I went to lunch today. I met two associates who work in my department - the frozen head and the back-up head. I am beginning to realise that there is deviousness afoot there. I have known these guys for quite a while now. They were talking, but as soon as I approached their table they stopped talking completely - and I do mean completely. They neither acknowledged me nor spoke to me. I sat down at the table next to them - as they didn't allow me to sit with them. Not another word was spoken. They eventually left with not even a "See you later, Steve!" Later, back at work, the head even looked a little apprehensive. Those guys seem to be as thick as thieves these days. They are extremely secretive. There is stuff going on in that department that will not bear the light of day. I have witnessed something of this magnitude before, so it is not just imagination. I don't know what is going on, but they are discussing something that they do not want getting around. I thought that it would be impolite not to eat with them, but they apparently did not want my presence at all.

This makes sense, actually. They did not seek me out when lunchtime arrived. This actually got to me, and ruined my afternoon. I felt worse than if I had actually been eating on my own. Being ignored is something that really cuts into me. Although I would like to find out what is behind it all. It did make me realise that these people are no friends of mine. They have put up walls. Their friendship is all surface gloss.

There seemed to be an awkwardness about the head afterwards. He may have been concerned that I may have overheard something. If anything is going on at all, it is probably concerned with promotion. I wish I cared.

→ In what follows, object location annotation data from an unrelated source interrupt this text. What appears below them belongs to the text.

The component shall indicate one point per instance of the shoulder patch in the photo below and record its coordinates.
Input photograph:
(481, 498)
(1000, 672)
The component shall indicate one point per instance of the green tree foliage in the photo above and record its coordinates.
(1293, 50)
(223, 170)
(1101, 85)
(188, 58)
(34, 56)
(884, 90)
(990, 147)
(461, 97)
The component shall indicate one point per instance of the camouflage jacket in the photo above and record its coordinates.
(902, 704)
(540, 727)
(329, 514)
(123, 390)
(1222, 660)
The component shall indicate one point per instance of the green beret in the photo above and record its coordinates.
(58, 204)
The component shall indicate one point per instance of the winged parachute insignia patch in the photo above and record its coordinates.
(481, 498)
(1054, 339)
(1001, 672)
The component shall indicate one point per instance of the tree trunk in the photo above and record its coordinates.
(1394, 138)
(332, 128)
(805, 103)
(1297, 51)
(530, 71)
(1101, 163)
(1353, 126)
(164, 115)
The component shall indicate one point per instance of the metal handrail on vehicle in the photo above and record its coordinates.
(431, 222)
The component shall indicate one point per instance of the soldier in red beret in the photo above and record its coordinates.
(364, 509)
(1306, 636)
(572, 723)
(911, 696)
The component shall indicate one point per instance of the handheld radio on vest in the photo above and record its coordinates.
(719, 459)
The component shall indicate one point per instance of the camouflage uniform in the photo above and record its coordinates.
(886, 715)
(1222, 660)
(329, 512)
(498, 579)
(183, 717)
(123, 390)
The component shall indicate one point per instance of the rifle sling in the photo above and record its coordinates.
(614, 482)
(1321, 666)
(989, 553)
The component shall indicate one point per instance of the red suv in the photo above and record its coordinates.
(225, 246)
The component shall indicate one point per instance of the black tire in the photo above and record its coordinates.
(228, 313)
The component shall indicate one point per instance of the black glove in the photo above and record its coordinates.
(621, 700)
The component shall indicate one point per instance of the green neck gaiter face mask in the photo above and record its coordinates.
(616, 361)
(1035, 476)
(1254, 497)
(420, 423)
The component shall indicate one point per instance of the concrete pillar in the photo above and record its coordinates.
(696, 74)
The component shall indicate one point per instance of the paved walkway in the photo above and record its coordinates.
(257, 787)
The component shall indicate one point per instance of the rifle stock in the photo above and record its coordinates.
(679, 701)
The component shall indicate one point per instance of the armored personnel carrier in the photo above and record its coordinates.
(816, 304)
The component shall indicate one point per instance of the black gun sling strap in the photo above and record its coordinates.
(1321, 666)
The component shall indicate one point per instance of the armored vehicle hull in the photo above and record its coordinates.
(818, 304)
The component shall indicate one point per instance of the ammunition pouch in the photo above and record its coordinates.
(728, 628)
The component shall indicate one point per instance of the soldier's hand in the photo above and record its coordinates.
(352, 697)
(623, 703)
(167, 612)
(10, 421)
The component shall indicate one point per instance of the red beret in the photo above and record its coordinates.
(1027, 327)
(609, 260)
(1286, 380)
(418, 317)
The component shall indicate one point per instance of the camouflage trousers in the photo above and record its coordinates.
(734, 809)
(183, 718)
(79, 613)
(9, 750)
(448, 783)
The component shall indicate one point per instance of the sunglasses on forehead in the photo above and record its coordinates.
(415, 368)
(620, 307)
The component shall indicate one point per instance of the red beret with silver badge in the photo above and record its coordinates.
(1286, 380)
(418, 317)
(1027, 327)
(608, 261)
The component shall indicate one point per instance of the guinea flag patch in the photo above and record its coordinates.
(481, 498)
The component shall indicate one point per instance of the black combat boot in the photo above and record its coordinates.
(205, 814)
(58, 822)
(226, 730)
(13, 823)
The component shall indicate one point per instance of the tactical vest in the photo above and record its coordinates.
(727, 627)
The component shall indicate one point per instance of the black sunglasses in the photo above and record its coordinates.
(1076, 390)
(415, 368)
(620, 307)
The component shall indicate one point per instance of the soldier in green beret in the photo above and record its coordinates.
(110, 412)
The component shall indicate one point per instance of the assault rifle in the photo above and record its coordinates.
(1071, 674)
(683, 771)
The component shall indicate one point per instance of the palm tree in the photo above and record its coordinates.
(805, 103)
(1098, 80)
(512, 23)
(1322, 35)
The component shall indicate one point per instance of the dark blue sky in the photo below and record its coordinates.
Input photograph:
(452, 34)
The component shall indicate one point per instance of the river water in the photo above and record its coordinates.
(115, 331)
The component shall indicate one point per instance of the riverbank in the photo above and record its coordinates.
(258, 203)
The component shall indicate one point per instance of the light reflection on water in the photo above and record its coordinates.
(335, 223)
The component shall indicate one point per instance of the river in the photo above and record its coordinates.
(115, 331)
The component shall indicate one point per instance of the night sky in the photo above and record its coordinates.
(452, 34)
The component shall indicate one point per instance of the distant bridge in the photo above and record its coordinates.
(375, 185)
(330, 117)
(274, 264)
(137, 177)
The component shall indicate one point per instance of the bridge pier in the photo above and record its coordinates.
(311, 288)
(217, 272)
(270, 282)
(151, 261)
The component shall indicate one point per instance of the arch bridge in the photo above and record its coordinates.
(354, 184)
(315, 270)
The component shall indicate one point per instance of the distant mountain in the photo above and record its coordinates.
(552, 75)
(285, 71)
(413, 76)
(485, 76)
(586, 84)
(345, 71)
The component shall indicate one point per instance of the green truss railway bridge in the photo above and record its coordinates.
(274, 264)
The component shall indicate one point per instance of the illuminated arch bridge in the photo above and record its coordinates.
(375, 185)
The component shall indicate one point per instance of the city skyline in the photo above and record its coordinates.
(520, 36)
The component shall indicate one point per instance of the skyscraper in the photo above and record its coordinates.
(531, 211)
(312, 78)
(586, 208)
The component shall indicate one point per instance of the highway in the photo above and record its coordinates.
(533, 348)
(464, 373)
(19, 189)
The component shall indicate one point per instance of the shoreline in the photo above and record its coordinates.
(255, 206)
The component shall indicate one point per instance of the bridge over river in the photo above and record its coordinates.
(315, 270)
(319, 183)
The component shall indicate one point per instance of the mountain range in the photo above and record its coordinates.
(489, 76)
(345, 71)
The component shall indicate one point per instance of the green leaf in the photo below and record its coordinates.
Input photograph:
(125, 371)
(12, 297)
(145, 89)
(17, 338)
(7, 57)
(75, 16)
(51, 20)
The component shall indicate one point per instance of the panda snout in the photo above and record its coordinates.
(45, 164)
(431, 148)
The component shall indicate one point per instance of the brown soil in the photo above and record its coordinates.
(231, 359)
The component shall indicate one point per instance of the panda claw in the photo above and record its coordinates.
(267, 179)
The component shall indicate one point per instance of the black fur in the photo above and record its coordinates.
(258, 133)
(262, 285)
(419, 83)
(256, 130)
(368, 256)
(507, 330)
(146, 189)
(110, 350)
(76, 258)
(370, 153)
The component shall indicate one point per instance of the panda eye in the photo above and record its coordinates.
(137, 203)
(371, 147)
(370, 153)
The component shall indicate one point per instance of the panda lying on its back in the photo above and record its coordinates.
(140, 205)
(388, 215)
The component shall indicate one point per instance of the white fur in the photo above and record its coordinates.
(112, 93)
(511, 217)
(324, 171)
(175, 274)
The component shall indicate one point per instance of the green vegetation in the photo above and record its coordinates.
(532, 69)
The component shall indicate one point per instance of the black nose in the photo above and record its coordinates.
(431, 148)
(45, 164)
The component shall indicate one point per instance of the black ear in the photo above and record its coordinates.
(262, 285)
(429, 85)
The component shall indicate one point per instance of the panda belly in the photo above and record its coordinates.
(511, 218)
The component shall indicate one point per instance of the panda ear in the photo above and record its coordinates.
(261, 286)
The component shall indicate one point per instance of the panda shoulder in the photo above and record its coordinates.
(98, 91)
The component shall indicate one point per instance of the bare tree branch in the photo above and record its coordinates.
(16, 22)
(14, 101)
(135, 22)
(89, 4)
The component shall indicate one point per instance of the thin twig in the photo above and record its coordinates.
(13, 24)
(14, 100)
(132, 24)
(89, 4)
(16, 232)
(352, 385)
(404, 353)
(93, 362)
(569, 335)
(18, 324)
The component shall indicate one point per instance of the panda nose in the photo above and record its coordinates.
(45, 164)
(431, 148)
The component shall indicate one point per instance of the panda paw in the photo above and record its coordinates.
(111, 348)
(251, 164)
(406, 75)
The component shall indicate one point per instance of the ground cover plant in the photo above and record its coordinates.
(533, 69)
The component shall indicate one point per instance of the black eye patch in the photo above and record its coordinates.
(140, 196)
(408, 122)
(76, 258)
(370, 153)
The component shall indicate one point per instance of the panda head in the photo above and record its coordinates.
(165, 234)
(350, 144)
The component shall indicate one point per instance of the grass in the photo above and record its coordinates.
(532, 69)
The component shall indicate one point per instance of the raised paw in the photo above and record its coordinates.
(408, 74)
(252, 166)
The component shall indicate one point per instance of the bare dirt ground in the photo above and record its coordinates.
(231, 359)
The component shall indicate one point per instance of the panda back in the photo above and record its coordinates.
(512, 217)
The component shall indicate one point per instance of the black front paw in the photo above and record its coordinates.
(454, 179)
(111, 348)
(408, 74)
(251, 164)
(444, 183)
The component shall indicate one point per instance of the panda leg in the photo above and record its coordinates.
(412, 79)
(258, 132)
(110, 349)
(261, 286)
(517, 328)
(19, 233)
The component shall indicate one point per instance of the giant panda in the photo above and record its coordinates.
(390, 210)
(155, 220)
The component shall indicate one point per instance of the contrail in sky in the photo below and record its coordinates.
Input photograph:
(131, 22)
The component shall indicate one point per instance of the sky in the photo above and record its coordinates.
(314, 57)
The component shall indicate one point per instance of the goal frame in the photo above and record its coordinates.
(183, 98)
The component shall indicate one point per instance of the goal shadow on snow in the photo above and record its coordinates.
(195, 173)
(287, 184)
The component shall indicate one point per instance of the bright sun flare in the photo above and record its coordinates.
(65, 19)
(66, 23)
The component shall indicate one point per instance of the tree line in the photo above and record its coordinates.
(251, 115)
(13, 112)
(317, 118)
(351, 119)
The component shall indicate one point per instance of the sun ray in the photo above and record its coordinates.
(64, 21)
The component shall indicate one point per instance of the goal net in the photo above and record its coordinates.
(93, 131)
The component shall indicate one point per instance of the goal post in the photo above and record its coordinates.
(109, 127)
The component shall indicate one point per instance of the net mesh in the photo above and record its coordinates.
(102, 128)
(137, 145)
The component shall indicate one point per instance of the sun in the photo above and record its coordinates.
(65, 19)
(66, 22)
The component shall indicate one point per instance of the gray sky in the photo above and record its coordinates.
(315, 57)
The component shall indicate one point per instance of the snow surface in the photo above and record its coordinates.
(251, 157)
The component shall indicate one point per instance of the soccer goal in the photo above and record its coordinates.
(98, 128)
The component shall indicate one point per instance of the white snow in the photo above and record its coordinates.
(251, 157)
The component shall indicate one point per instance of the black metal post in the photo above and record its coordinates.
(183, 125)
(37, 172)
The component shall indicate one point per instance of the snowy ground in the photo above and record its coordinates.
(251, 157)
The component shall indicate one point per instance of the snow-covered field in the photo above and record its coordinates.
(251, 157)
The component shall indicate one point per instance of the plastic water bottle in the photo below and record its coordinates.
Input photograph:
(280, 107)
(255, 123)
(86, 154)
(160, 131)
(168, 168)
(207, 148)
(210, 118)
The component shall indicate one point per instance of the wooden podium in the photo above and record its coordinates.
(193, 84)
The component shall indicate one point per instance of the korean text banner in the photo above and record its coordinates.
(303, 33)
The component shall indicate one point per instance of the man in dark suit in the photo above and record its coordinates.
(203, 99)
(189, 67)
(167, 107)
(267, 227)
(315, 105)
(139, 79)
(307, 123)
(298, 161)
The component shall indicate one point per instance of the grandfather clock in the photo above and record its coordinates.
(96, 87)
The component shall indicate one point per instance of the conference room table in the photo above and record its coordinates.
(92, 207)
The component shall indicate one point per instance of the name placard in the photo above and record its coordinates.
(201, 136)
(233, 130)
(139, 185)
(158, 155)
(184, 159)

Whatever their problem is, they need to conceal it better. It is shit like this that makes me realise how much the human race sucks.

I really just want to go to work and earn money. All of the internal politics they can take and shove right up their ass. I'm not interested.

The CEO was in the papers last night. He said that he believed Krogers would make good profits in 07. I know how they are doing it, too. This is why I don't really care too much about the internal politics of the company. We are all in the same boat. We don't need to be creating walls between employees. It is creating cracks.

I am waiting for the time when the back-up head leaves. He is young and soon to graduate. The training he has received is a wasted exercise. I am just waiting for management to come crawling back to me for my help. I will then inform them of the training they promised me that I never received. They put me on the backburner and gave all of the training to this other guy. They have shoved me right down the bottom of the pile, probably because of my age. It doesn't affect my earnings one bit, but it affects my self-esteem. And it is also an exercise in interaction at work, and how people put you on a pedestal, and then knock you off again. One thing has remained constant, however - the amount of work expected from me. I'm not bugged - I'm left alone to finish it all. On the days when my manager is off work, I am left to work all day on my own. Is this orchestrated, I wonder! With no help, I have nobody to talk to - which equals more work done in less hours. That is how my mind was working today.

I have experience in grocery now. I may get a daytime job, and work part-time at the new Target store that is opening this spring/summer sometime. That would be marginally preferable to working full-time for a company that has no intention of offering me any overtime.